I have created an application that does the following:
Each file is ~212k, so over all i have ~300Gb of data. It looks like the entire process takes ~40 days ...a ll the calculations are serial (each calculation is dependent on the one before), so i can't parallel this process to different CPUs or PCs. ... pretty sure the most of the overhead goes to file system access ... Every time i access a file i open a handle to it and then close it once i finish reading the data.
Writing data 300GB of data serially might take 40 minutes, only a tiny fraction of 40 days. Disk write performance shouldn't be an issue here.
Your idea of opening the file only once is spot-on. Probably closing the file after every operation is causing your processing to block until the disk has completely written out all the data, negating the benefits of disk caching.
My bet is the fastest implementation of this application will use a memory-mapped file, all modern operating systems have this capability. It can end up being the simplest code, too. You'll need a 64-bit processor and operating system, you should not need 300GB of RAM. Map the whole file into address space at one time and just read and write your data with pointers.
What about using SQLite? I think you can get away with a single table.
Before making any changes it might be useful to run a profiler trace to figure out where most of the time is spent to make sure you actually optimize the real problem.
From your brief explaination it sounds like xtofl suggestion of threads is the correct way to go. I would recommend you profile your application first though to ensure that the time is divided between IO an cpu.
Then I would consider three threads joined by two queues.
You could consider merging thread 1 and 3, this might reduce contention on the disk as your app would only do one disk op at a time.
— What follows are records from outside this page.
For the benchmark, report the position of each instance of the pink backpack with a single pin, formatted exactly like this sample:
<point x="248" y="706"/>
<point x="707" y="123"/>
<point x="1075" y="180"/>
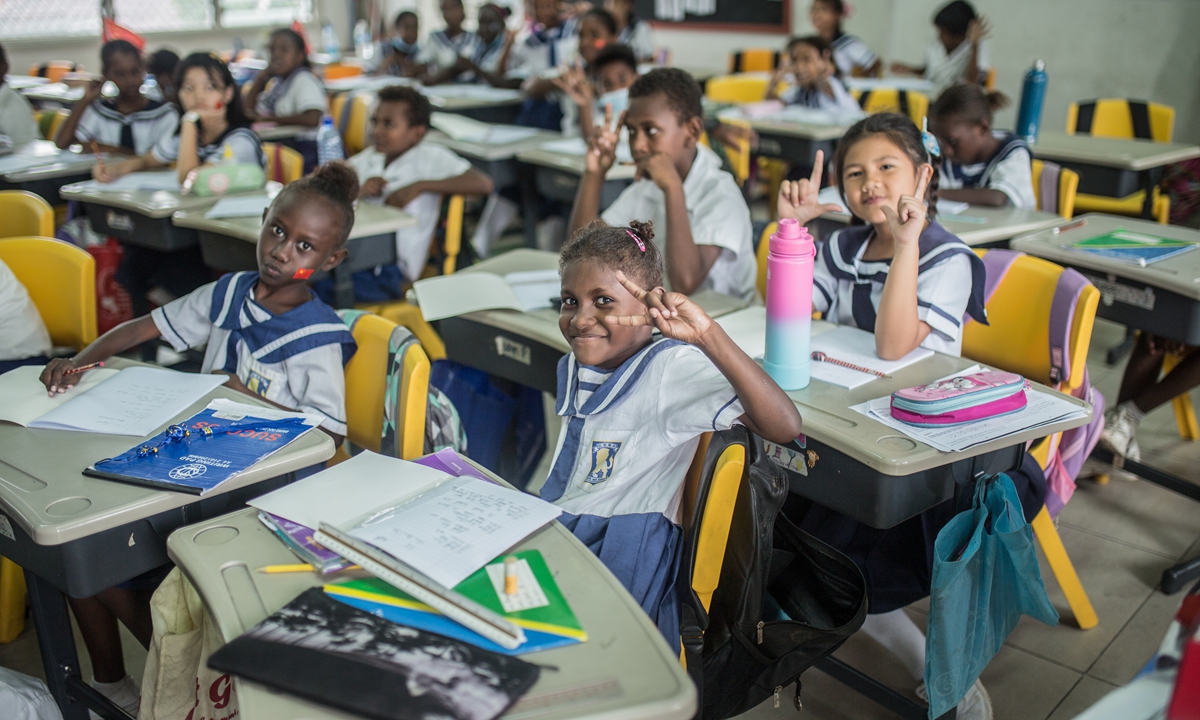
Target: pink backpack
<point x="1071" y="448"/>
Also how does the operating system handle all the files? Are they all in one directory? What is performance like when you browse the directory (gui filemanager/dir/ls)? If this performance is bad you might be working outside your file systems comfort zone. Although you could only change this on unix, some file systems are optimised for different types of file usage, eg large files, lots of small files etc. You could also consider splitting the files across different directories.
Opening a file handle isn't probable to be the bottleneck; actual disk IO is. If you can parallelize disk access (by e.g. using multiple disks, faster disks, a RAM disk, ...) you may benefit way more. Also, be sure to have IO not block the application: read from disk, and process while waiting for IO. E.g. with a reader and a processor thread.
Another thing: if the next step depends on the current calculation, why go through the effort of saving it to disk? Maybe with another view on the process' dependencies you can rework the data flow and get rid of a lot of IO.
Oh yes, and measure it :)
Using memory mapped files should be investigated as it will reduce the number of system calls.